A guide to building document embeddings - Part 1

By Stijn Goossens

March 12th, 2021

11 minutes

Document embeddings AI Artificial Intelligence

How we built document embeddings for VDAB’s new career orientation test

In this article, you will learn how to build meaningful document embeddings. We start with a simple baseline model and, in a few iterations, add various improvements. We do this by means of one of our recent projects.

The context

VDAB’s new career orientation test

Recently we joined forces with the VDAB’s AI team to rework their career orientation test. VDAB is the Flemish public employment service and the goal of their orientation test is to suggest professions to jobseekers solely based on questions about their personal interests (e.g. being outdoors, interacting with children, programming,...). More information about this use case can be found in our case study.

The algorithm behind the orientation test is responsible for the following two tasks:

Learn the relationships between professions and personal interests, in a data-driven way.
Use the relationships learned in task (1) to ask the most informative questions and suggest relevant professions based on the answers of the jobseekers.

In this blog post, we’ll focus on the first task. In the original orientation test, the relationships between the 600+ professions and 100+ personal interests were manually annotated by a team of domain experts. This process was very labour intensive and hard to maintain over time as the job market changes. A data-driven approach removes the manual labeling and, at the same time, allows the relationships to automatically evolve over time, thereby following the job market. For example, if 3D printing became common in the construction of houses, we would automatically want to increase the relationship between "bricklayer" and "working with computers", because operating a 3D printer requires some interest in computers.

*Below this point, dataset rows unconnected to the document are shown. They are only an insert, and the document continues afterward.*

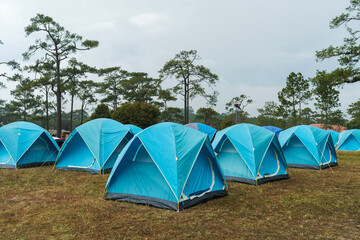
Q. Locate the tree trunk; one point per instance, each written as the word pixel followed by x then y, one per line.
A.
pixel 71 111
pixel 47 108
pixel 185 106
pixel 58 100
pixel 82 112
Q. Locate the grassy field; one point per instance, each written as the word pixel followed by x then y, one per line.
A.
pixel 38 203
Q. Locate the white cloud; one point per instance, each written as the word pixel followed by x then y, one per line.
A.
pixel 147 19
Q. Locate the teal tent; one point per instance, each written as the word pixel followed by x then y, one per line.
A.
pixel 134 129
pixel 210 131
pixel 169 166
pixel 250 154
pixel 308 147
pixel 94 146
pixel 274 129
pixel 349 140
pixel 24 144
pixel 334 136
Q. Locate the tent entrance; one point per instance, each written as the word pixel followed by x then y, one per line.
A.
pixel 233 165
pixel 40 152
pixel 296 153
pixel 77 156
pixel 138 179
pixel 272 164
pixel 5 158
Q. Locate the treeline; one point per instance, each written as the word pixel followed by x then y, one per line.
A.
pixel 55 77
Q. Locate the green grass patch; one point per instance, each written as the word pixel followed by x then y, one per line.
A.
pixel 39 203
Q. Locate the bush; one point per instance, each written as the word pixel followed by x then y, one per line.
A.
pixel 140 114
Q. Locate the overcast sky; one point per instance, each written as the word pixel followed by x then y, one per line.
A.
pixel 251 45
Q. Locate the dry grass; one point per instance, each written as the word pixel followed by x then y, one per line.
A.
pixel 38 203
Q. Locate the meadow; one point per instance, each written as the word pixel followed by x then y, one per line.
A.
pixel 39 203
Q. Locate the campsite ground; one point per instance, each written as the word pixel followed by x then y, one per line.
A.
pixel 38 203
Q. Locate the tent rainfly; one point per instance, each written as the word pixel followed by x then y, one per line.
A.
pixel 349 140
pixel 94 146
pixel 169 166
pixel 334 136
pixel 24 144
pixel 250 154
pixel 308 147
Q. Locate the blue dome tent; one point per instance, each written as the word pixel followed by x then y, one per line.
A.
pixel 167 165
pixel 24 144
pixel 134 129
pixel 308 147
pixel 334 136
pixel 250 154
pixel 274 129
pixel 210 131
pixel 349 140
pixel 94 146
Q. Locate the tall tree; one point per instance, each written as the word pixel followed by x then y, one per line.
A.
pixel 190 78
pixel 237 105
pixel 111 86
pixel 307 116
pixel 206 115
pixel 25 102
pixel 58 44
pixel 101 111
pixel 327 98
pixel 348 54
pixel 140 87
pixel 44 82
pixel 294 94
pixel 166 96
pixel 86 96
pixel 73 73
pixel 269 115
pixel 12 64
pixel 172 114
pixel 354 112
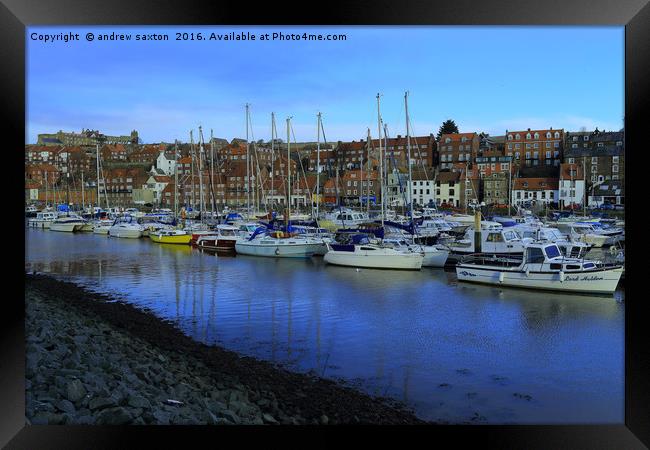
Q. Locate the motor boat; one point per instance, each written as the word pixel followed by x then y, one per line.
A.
pixel 167 236
pixel 277 244
pixel 126 227
pixel 494 240
pixel 542 266
pixel 222 239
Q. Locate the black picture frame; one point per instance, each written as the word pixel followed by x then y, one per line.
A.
pixel 15 15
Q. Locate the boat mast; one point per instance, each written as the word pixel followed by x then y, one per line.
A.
pixel 361 179
pixel 83 198
pixel 175 178
pixel 408 153
pixel 317 166
pixel 201 154
pixel 248 177
pixel 98 197
pixel 367 177
pixel 273 137
pixel 213 200
pixel 381 164
pixel 286 220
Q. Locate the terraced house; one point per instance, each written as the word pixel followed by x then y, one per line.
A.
pixel 531 148
pixel 458 148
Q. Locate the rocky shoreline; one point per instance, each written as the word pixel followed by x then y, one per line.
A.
pixel 91 359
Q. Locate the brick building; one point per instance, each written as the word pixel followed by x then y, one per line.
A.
pixel 532 148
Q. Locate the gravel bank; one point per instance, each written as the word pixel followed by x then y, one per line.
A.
pixel 93 360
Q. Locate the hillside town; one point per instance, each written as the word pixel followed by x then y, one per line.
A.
pixel 550 168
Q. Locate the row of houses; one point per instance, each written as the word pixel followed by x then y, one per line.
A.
pixel 521 167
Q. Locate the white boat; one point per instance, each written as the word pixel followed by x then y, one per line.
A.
pixel 275 244
pixel 361 253
pixel 542 266
pixel 126 227
pixel 42 219
pixel 494 240
pixel 68 223
pixel 346 218
pixel 434 255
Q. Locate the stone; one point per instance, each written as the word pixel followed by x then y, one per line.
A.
pixel 231 416
pixel 66 406
pixel 114 416
pixel 161 417
pixel 75 390
pixel 101 403
pixel 137 401
pixel 268 418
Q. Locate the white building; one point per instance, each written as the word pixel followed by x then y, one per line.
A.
pixel 535 191
pixel 165 164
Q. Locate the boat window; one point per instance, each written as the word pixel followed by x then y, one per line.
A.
pixel 535 255
pixel 552 251
pixel 494 237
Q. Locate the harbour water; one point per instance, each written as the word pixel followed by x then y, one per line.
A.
pixel 452 351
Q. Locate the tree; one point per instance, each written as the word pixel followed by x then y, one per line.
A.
pixel 447 127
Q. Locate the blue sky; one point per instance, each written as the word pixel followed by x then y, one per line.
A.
pixel 485 78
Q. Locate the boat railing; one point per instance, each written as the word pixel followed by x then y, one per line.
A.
pixel 492 260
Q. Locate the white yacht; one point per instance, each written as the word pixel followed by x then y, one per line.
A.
pixel 42 220
pixel 126 227
pixel 360 252
pixel 542 266
pixel 277 244
pixel 347 218
pixel 434 255
pixel 584 232
pixel 494 240
pixel 68 223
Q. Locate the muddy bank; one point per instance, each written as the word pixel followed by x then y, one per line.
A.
pixel 93 360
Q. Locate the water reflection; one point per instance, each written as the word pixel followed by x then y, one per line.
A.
pixel 449 349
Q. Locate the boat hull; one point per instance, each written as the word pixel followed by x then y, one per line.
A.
pixel 217 245
pixel 179 239
pixel 408 261
pixel 596 282
pixel 65 227
pixel 434 257
pixel 125 233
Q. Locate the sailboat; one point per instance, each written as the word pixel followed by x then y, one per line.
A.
pixel 279 243
pixel 357 250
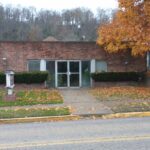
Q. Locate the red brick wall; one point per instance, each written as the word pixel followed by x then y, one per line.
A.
pixel 17 54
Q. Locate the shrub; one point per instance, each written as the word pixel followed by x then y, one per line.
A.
pixel 27 77
pixel 118 76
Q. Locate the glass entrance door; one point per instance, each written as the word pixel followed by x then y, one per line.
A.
pixel 74 73
pixel 62 74
pixel 68 73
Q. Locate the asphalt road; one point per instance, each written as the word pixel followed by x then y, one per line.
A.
pixel 113 134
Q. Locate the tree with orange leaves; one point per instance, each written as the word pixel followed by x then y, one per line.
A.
pixel 130 28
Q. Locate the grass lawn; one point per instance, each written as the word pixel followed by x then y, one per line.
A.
pixel 34 112
pixel 32 97
pixel 124 99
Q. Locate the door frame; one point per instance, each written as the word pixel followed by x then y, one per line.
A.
pixel 68 73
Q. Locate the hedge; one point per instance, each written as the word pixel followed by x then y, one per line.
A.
pixel 118 76
pixel 27 77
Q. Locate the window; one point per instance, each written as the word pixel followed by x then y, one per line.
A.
pixel 34 65
pixel 101 66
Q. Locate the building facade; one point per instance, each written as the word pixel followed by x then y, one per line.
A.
pixel 69 63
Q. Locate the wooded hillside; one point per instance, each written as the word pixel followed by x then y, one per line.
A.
pixel 69 25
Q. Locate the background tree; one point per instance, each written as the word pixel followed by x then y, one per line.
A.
pixel 129 29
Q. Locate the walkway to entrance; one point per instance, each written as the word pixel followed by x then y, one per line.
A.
pixel 83 102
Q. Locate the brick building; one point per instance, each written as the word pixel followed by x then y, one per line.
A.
pixel 69 63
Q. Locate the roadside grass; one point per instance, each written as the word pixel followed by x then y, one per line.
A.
pixel 124 99
pixel 132 107
pixel 32 97
pixel 33 112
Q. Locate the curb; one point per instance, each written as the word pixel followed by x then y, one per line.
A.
pixel 126 115
pixel 74 117
pixel 39 119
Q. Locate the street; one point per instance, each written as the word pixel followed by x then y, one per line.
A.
pixel 112 134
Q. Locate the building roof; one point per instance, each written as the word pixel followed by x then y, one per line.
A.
pixel 50 38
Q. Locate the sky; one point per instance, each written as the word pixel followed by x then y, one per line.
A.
pixel 63 4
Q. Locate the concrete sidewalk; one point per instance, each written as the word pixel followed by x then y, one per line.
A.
pixel 83 103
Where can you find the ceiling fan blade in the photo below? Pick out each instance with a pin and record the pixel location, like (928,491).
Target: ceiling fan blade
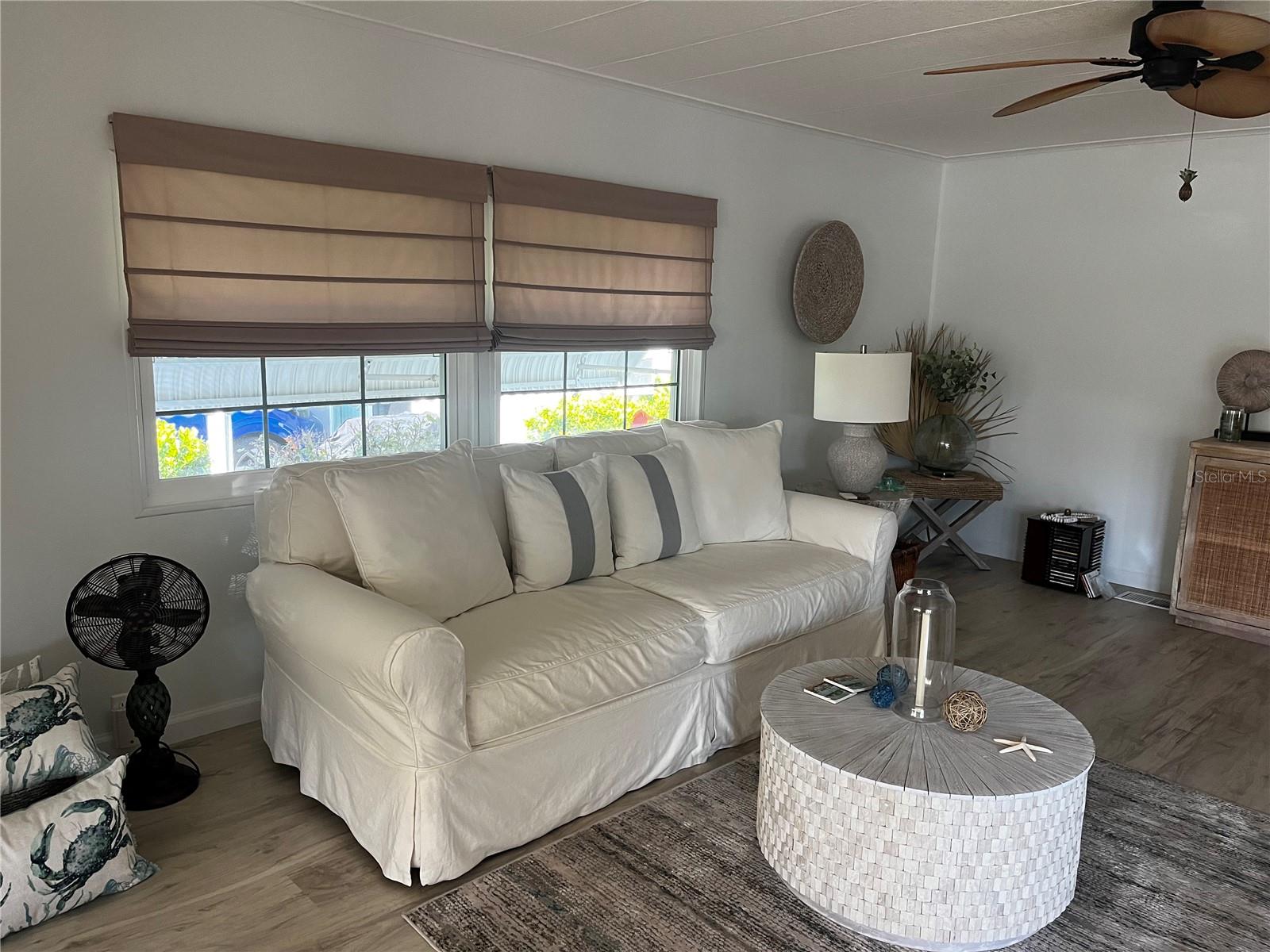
(1214,31)
(1230,95)
(1016,63)
(1263,70)
(1071,89)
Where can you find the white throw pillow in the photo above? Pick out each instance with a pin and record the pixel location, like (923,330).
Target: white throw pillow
(577,448)
(535,457)
(736,480)
(559,524)
(21,676)
(651,507)
(421,532)
(44,736)
(48,863)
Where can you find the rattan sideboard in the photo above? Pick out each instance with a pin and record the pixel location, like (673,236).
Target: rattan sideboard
(1222,570)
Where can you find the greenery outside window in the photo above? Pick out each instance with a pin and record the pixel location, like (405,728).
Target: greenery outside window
(545,395)
(219,416)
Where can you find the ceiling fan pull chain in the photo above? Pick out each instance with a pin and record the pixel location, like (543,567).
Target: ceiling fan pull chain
(1189,175)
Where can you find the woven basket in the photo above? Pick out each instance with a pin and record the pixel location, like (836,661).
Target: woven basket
(1245,381)
(829,281)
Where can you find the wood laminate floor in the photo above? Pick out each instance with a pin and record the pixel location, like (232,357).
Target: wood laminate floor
(251,863)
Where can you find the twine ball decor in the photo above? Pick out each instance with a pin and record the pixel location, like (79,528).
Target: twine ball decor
(829,281)
(965,711)
(1245,381)
(893,674)
(882,695)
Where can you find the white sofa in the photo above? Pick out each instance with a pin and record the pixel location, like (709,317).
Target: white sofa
(441,744)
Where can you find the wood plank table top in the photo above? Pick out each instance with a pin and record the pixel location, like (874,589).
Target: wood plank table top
(878,744)
(925,486)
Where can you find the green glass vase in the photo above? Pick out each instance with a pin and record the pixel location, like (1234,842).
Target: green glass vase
(944,443)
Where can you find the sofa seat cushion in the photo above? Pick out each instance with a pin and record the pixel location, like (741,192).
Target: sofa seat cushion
(753,594)
(537,657)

What we need the document embeddings for

Our task is to learn meaningful relationships between the concepts of professions and personal interests. We will do this by first representing each concept by some text. The professions will be represented by the large sets of vacancies that VDAB collects. For the personal interests, there is much less data available and thus they will be represented by a small set of keywords only.

Next, these textual representations can be turned into a numerical representation called embeddings. The remainder of this post will focus on exactly this step. It is a crucial step because it turns the information that is understandable by humans (text) into a representation that is interpretable by computers (numbers). The resulting embeddings are vectors of typically 300 or more dimensions and they enable various calculations or can be used as such in downstream applications (e.g. as input in a classification model).

In our case, the embeddings will be used to compute the semantic similarity between any pair of concepts. By taking the dot product of the normalized embeddings we obtain a number that reflects this similarity and is called the cosine similarity. Ideally, we want the semantic similarity between any pair of concepts to be reflected in the cosine similarity of their respective embeddings. The similarity score needs to be high if the profession and interest are related (e.g. ‘gardener’ and ‘being outdoors’) and low otherwise (e.g. ‘accountant’ and ‘taking care of animals’). Afterwards, the similarities between the embeddings will be used further downstream in the career orientation test.

Orient document embeddings overview — The textual representations of professions and interests are embedded in document embeddings. The cosine similarities between the embeddings are used as a measure of semantic similarity.

How we will embed documents

Creating meaningful word embeddings is a well-established technique in NLP (word2vec, Glove, fastText and the more recent contextualised embeddings such as ELMo and BERT) and the resulting embeddings often carry a lot of meaning: similar words have similar embeddings. One way to illustrate this is that you can do some math with the embeddings, such as the classic example of “king” - “man” + “woman” = “queen”.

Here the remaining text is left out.